Pyroglyphidae is a family of non-parasitic mites. It includes the house dust mites that live in human dwellings, many species that live in the burrows and nests of other animals, and some pests of dried products stored in humid conditions.

==Etymology==
The naming of the family originates from the fact that dust mites cause eczema, with intense itching and a red rash.
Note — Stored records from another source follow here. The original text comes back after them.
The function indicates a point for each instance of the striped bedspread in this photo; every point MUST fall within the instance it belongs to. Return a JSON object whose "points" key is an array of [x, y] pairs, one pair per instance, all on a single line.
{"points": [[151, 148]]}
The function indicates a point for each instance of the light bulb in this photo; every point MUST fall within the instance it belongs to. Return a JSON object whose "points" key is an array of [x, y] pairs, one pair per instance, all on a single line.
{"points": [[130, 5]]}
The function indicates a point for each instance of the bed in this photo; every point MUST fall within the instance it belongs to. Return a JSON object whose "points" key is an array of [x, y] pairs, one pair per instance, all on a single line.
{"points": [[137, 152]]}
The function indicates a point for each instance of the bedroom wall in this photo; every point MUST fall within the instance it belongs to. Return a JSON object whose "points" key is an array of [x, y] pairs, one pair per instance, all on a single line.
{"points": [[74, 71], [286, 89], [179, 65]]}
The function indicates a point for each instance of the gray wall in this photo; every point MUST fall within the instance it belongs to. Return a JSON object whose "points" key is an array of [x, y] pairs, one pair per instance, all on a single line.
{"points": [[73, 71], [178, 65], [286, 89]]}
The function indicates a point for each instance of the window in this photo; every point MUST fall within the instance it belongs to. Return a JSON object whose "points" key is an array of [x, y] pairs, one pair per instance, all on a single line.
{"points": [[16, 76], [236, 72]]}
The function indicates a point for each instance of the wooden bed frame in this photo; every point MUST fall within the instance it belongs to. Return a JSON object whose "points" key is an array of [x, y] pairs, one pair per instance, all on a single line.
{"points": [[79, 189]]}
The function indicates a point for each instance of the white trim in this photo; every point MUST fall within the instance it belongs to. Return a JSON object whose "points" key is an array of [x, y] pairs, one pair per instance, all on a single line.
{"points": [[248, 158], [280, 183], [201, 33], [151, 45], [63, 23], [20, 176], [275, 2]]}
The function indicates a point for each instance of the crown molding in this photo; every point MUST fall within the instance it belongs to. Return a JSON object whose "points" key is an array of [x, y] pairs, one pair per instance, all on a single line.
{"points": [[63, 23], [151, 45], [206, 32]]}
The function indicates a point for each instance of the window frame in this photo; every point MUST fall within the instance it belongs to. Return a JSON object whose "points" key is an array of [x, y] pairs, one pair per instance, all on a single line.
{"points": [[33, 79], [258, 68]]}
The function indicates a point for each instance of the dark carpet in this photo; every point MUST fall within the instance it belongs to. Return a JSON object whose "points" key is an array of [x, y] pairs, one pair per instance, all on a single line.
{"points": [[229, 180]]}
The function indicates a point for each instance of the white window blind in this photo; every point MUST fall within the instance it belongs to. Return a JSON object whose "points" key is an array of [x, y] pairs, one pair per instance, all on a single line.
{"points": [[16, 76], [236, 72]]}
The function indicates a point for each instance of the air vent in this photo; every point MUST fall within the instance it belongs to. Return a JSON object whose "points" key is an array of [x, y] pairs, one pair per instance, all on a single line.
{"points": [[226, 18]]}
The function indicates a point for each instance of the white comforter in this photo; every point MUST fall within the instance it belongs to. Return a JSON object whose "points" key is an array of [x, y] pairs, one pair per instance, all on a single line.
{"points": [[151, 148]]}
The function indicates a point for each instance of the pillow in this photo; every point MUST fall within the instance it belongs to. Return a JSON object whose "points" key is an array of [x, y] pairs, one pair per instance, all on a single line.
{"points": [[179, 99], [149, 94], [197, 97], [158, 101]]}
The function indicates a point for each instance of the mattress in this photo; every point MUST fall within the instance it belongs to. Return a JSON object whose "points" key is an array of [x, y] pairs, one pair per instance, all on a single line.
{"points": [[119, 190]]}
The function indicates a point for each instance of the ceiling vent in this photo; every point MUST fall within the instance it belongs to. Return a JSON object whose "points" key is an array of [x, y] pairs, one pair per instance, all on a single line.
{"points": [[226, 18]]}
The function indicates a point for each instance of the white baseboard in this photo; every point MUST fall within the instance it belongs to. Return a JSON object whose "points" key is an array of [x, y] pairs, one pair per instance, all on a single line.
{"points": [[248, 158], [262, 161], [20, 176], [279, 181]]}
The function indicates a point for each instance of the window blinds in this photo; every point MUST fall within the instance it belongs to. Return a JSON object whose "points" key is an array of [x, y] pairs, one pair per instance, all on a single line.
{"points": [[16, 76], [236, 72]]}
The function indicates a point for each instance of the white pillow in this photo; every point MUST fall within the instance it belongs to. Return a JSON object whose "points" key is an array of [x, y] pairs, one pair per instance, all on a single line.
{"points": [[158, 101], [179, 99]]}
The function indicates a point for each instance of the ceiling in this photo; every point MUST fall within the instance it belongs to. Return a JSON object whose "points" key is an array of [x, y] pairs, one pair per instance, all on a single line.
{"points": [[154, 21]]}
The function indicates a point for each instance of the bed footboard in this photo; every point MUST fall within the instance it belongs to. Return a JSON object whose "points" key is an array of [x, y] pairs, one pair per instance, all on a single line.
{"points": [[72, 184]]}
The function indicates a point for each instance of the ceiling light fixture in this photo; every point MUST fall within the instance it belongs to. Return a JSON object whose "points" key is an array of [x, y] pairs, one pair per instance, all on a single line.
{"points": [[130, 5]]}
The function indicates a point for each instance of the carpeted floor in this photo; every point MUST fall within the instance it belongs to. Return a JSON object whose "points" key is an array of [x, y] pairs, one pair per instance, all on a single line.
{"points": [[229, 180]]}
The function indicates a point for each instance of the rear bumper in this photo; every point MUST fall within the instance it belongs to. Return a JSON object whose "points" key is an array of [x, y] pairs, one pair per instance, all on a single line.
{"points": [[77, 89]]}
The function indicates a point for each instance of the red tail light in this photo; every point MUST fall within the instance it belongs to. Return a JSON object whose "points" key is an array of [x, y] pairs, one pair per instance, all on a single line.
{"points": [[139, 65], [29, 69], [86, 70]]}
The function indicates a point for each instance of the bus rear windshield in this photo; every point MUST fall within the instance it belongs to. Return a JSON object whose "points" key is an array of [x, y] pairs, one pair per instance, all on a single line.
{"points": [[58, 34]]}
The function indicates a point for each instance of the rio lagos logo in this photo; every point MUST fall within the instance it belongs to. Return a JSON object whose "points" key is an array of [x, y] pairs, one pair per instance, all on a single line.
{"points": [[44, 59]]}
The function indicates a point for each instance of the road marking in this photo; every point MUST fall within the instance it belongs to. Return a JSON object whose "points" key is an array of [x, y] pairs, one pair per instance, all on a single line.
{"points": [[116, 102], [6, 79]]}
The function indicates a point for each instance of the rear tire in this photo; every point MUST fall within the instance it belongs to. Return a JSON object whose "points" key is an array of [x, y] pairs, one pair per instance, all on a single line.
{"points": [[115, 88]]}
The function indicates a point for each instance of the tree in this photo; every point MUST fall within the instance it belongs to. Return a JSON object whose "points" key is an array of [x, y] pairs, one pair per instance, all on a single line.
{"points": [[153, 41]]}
The condition has been described as like burns from fire on the skin, with a 'burning' itching sensation, hence the word 'Pyro' in 'pyroglyphidae'.

==Characteristics==
Mites in this family are very tiny; the female American house dust mite (Dermatophagoides farinae), for example, measures about 420 microns in length and 320 microns in width, with the male being somewhat narrower.

==Ecology==
These mites mostly live in the nests and burrows of animals and birds where they feed on detritus from the skin and feathers of their hosts. They need a humid atmosphere because the air is their only source of moisture. They thrive when the relative humidity is greater than 50% but become desiccated and die at lower relative humidity levels. Other mites in this family feed on stored products such as grain, cereals, nuts, dried fruit, cheeses and pet foods, but only in conditions of high relative humidity.
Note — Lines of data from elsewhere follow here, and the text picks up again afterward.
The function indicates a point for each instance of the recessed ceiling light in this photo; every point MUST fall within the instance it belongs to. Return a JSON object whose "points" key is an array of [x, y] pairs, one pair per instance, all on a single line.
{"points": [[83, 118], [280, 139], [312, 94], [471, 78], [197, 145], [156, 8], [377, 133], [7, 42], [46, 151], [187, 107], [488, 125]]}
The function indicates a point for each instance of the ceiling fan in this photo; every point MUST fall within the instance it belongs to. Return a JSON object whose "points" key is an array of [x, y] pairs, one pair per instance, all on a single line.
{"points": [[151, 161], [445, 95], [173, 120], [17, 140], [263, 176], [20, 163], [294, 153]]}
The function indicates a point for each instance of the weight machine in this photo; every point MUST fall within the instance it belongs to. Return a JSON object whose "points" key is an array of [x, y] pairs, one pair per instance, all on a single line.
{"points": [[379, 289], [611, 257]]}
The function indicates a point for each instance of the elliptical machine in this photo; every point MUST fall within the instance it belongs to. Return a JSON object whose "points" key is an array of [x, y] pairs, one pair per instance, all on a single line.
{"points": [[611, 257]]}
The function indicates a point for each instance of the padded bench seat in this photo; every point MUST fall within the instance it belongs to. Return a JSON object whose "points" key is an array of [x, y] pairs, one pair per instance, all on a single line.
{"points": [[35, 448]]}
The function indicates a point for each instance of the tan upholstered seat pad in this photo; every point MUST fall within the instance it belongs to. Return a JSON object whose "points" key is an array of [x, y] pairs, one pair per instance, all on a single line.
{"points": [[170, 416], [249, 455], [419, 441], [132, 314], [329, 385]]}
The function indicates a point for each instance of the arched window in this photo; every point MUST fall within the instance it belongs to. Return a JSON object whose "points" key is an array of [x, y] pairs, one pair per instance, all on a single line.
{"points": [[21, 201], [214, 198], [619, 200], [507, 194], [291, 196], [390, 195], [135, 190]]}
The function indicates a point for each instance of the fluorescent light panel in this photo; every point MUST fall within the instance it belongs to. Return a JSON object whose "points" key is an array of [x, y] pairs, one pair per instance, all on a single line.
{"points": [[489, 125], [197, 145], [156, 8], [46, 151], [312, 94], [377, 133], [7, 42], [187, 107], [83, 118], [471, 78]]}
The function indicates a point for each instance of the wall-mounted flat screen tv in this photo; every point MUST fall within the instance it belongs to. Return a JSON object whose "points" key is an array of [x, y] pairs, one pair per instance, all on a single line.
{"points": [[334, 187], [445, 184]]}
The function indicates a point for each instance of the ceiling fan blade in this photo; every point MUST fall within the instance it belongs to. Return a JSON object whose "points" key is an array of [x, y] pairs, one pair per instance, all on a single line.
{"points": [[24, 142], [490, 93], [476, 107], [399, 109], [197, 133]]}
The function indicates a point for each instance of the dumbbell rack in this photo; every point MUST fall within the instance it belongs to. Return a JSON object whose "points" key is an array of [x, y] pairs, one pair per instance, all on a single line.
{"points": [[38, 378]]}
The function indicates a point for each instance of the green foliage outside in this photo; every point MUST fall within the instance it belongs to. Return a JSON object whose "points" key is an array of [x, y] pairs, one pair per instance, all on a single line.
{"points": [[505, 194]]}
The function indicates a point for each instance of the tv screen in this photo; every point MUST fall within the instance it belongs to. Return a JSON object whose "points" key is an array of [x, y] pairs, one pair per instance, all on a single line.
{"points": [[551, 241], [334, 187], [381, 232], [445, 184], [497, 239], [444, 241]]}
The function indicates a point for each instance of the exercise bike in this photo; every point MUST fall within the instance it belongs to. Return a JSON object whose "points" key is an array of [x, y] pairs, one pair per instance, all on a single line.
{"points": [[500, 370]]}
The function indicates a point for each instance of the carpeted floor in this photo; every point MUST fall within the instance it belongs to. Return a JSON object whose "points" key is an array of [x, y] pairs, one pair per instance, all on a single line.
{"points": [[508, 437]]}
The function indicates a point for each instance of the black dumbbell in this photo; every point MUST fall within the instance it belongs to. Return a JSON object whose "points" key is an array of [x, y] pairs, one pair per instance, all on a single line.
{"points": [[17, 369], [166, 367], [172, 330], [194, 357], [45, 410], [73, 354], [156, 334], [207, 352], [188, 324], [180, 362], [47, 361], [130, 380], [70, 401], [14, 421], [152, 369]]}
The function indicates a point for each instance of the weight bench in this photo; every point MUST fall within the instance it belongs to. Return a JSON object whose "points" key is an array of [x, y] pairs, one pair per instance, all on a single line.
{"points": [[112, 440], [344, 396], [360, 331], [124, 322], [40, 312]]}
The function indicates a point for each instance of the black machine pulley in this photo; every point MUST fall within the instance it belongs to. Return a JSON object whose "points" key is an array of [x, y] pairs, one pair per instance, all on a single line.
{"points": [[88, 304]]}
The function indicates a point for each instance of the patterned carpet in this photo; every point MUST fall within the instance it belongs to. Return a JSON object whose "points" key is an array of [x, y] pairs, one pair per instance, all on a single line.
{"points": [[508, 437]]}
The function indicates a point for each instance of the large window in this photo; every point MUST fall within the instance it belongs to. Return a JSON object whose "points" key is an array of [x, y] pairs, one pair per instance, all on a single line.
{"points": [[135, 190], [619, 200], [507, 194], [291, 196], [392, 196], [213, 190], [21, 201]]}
The sexes are separate in this family. The female lays two or three eggs each day and these develop through several stages; larva, protonymph, trytonymph and adult. At 23 °C, the complete cycle takes 34 days, but the length of time taken varies with the temperature and relative humidity. If the latter is very low, the protonymph can enter diapause, surviving for several months in a quiescent state until conditions improve, after which development recommences.

==House dust mites==
Three species of house dust mite are commonly found in human dwellings; Dermatophagoides farinae, Dermatophagoides pteronyssinus and Euroglyphus maynei. They feed on flakes of skin found in dust and typically occur on carpets, around sofas and chairs, and on mattresses. They may be very plentiful in the humid tropics, but in temperate climates are more numerous in humid summers than in winters, when the relative humidity is usually lower in homes.

Some people suffer a reaction to allergens present in the faeces of house dust mites. These may cause atopic dermatitis or be inhaled giving rise to asthma or rhinitis.